The stream created by the Stream Connect block is fed into a While Iterator Subsystem block along with a constant value of 1 as the initial condition. This subsystem is the actual while loop in which sending and/or receiving of data take place. This subsystem returns the stream once the loop is exited. The stream is then closed by the Stream Close block since there is no use for it anymore. For more information about this block, please refer to the Stream Close block reference page. The next figure depicts the contents of the While Iterator Subsystem block.

As mentioned before, this subsystem is the while loop in which data gets sent to the server and then received back from the server, hence creating the loopback system. The Stream Send block writes the data at its data input port into the stream's send buffer. Note that the data being fed into the block is coming from a FIFO Read block. The FIFO Read block is configured to wait for data to arrive in the queue before returning, so it will only return once the main diagram has written another data point into the FIFO queue. The FIFO queue from which data is obtained is called "Signal Sent", which contains the sine wave written to it in the main diagram. The Stream Flush block flushes data from the buffer to the underlying communication channel. The Stream Receive block then receives the data sent back to the client by the server and passes that data to a FIFO Write block. This block writes the received data into a FIFO queue called "Data Received". The queue is accessed in the main diagram using the FIFO Read block in that diagram. For more information about the Stream blocks used in this diagram, please refer to the Stream Send, Stream Flush and Stream Receive blocks' reference pages.

The err outputs of the Stream blocks are compared to zero and then fed into a Logical Operator block which performs an AND operation on them. The output of this block is then fed into the While Iterator block as the condition for the while loop. The initial condition of the block is the constant value of 1. Therefore, the while loop gets executed the first time since the initial condition is true. The next iterations of the while loop take place only if there are no errors in sending, flushing or receiving data. The Maximum number of iterations parameter is set to -1 which indicates that the while loop may iterate indefinitely. At the instant the while loop exits, the Stream Receive block passes the stream to the parent subsystem to be closed by the Stream Close block in that subsystem.

Once the models are created and built, you should first run the server and then the client model. In this example, the client is not designed to keep trying to connect if its first attempt fails, so if the client is started first then it will give an error and then exit because it cannot connect to the server. You can change the implementation to support persistent connections. After starting the models, the Scope block in the client model traces a sine wave as shown below.

The fact that the scope traces a sine wave verifies that the connection was indeed established and the loopback operation has been performed correctly. If you look at the rate at which the scope plots data, you will notice that it is faster than the sample rate of the server model, which only runs at 1 Hz. The data is not decimated to 1 Hz. The reason the server is able to keep up with the 1 kHz data rate of the client model is because of the use of asynchronous threads. These threads do not have a sample time and thus the server sends data back to the client as soon as the data arrives, irrespective of the 1 Hz sample time of its main diagram. This ability of the advanced communications blocks in an asynchronous thread to respond immediately to the arrival of data over the connection is the primary advantage of this technique.

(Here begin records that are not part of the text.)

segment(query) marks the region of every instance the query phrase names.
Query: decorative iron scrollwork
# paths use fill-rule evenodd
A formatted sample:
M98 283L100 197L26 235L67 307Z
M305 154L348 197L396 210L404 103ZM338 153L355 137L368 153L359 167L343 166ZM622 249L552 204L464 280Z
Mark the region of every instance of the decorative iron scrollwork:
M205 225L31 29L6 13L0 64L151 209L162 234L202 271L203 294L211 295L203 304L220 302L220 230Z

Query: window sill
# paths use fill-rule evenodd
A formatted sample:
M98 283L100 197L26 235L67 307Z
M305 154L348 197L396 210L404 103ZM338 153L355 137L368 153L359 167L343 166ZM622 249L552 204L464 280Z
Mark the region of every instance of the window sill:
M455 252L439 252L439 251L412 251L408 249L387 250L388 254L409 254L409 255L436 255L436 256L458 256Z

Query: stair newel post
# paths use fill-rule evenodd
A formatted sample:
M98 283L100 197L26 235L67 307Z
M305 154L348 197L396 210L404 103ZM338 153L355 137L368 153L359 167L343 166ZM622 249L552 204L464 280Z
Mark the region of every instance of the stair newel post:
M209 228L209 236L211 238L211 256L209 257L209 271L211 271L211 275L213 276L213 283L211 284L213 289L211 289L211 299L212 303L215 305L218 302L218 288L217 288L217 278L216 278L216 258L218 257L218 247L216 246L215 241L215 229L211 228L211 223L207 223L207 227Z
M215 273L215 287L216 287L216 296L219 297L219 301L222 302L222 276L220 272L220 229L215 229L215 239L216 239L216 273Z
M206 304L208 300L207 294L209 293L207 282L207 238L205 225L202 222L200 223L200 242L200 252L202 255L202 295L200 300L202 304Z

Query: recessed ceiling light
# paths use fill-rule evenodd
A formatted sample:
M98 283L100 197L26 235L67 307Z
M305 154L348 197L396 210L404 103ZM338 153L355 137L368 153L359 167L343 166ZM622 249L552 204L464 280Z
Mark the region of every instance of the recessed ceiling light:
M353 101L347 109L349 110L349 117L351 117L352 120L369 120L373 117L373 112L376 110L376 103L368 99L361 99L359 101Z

Another advantage of using blocking mode is that you can have any number of Stream Send or Stream Receive blocks in your model without having to worry about the order in which they send/receive data. You determine their execution order by daisy-chaining the blocks via their stream input and output ports. Each block executes in sequence and only returns when its operation is completed. This way, the succeeding blocks will not execute unless the preceding blocks have already completed their execution.

Another advantage of using blocking mode is that you can have any number of Stream Send or Stream Receive blocks in your model without having to worry about the order in which they send/receive data. You determine their execution order by daisy-chaining the blocks via their stream input and output ports. Each block executes in sequence and only returns when its operation is completed. This way, the succeeding blocks will not execute unless the preceding blocks have already completed their execution.

Advanced Communications - Non-Blocking Mode

Advanced communications can also be performed using non-blocking mode. In non-blocking mode, the blocks always return immediately and may therefore be used in the main diagram without compromising sample time performance. However, a simple state machine is generally required to keep track of when a connection is established and data may be transmitted or received.

There are only two blocks in the blockset that have the option of switching modes between blocking and non-blocking, namely Stream Listen and Stream Connect. The first block is intended to be used on the server side and listens for connections from clients while the other one may be used on the client side to establish a connection to a server. There is a parameter in the block parameters' dialog for both of these blocks called Non-blocking. If this option is checked, then non-blocking mode is used. Otherwise they use blocking mode. By default, this option is not enabled, so that blocking mode is used. To change the mode to non-blocking, check this option. Advanced communications blocks using the stream output by these blocks will use the same mode. In other words, if the Stream Listen block is set to be non-blocking, other blocks connected to this block using its stm output port will also be non-blocking. The same rule applies to blocks connected to the Stream Connect block.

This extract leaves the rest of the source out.